The other item I do not like is the information that the membership declined since 1955. This "fact" has been picked up all over the web. Although this is true, the contextual information that is left out is that this was partly intentional by Temple Baptist.
In 1955 Detroit had virtually no suburbs. As the suburbs began to spring up, Temple Baptist financially launched and encouraged dozens of suburban churches to support neighborhoods. It was understood that their membership numbers would decline due to losing members to the new churches that Temple launched. This was the primary reason for losing membership from 1955 - mid 1970's and not cultural irrelevance. I think that this was important information which was left out of the book.

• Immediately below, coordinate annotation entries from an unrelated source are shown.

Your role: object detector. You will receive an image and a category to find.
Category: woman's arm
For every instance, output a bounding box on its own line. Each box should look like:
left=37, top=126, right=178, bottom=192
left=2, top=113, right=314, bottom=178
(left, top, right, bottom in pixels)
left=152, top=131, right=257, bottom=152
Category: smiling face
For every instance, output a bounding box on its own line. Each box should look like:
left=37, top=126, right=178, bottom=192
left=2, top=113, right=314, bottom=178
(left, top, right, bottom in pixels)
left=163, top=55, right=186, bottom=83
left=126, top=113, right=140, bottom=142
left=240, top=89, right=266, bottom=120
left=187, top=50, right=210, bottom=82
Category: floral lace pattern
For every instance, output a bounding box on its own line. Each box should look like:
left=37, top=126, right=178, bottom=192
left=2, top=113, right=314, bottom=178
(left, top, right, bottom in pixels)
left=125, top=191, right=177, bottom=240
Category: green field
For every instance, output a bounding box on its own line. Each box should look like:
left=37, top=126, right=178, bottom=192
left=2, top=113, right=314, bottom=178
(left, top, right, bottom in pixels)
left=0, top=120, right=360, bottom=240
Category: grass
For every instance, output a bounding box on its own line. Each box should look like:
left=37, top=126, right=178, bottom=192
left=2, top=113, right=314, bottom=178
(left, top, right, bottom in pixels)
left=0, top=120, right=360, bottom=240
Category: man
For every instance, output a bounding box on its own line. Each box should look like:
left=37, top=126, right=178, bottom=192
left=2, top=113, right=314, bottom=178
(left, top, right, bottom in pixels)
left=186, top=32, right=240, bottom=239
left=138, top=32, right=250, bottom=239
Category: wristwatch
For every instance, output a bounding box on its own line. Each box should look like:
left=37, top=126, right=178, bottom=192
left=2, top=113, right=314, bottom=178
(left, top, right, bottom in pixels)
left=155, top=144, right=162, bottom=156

Otherwise, this book is an important guide for how churches can attract people seeking or needing Christ that would otherwise never set foot in a church. They can't find Christ if churches don't try to reach them by connecting with our modern culture.
Great Book Apr 28, 2007
Are you in a church with a 175 year history? Traditions that are blocking the spread of God's word. Is your church in decline or simply not growing? This book builds on Rick Warren's concept of purpose driven. Our church is currently going through some major transitions. Pastor Powell's book has been a great encouragement.
Read this Book Mar 14, 2007
I know first hand the remarkable place that Northridge Church is and the remarkable changes that occurred due to Brad's vision and leadership. I never really felt at home in church until I attended Northridge and truly realized that God could be revelant to my life and the way I live it. If you care about growing your church and making it relevant to the masses you MUST read this book.
The book flows well and is a true eye opener Feb 28, 2007
I just finished reading this book and highly recommend it to anyone that cares about their church, and the mission of THE CHURCH. God, through Brad, changed a dying and irrelevant church into Metro Detroit's most dynamic and effective church body. This was only possible because the members caught his vision for reaching the lost, and offering them the hope and healing that can only be found in Jesus Christ. For those that know of NorthRidge, it is an opportunity to see what happened behind the scenes in those turbulent years of transition, and to see the spiritual and emotional struggles that Brad and his leadership team endured. For those that are new to the story, it is an opportunity to learn from their struggles to move your church to where it should be. If we are not reaching the lost, we are not obeying Jesus' command. To reduce the book to a few sentences: most churches are ruled more by tradition and customs than by the Word of God., are directed more by illogical fears and selfish motives than by Christ's Command to "Go into the World", and are more focused on insiders than on the outsiders, erecting walls to hold out the "undesirables" rather than trying to desperately pull them from the flames. The book is a solid Eye openener that will have you re-evaluating everything your church does to see if it is done because it makes us feel comfortable, or if it is done to pull in as many of the lost as possible "without compromising God's Word." People are hurting everywhere. No one is exempt, and the Church needs to be the one offering the "One" that provides true healing. Brad and NorthRidge are getting it right, that is why I now go there, and why so many thousand others go each week. If every church had the heart and drive of NorthRidge, this world would be a much better place.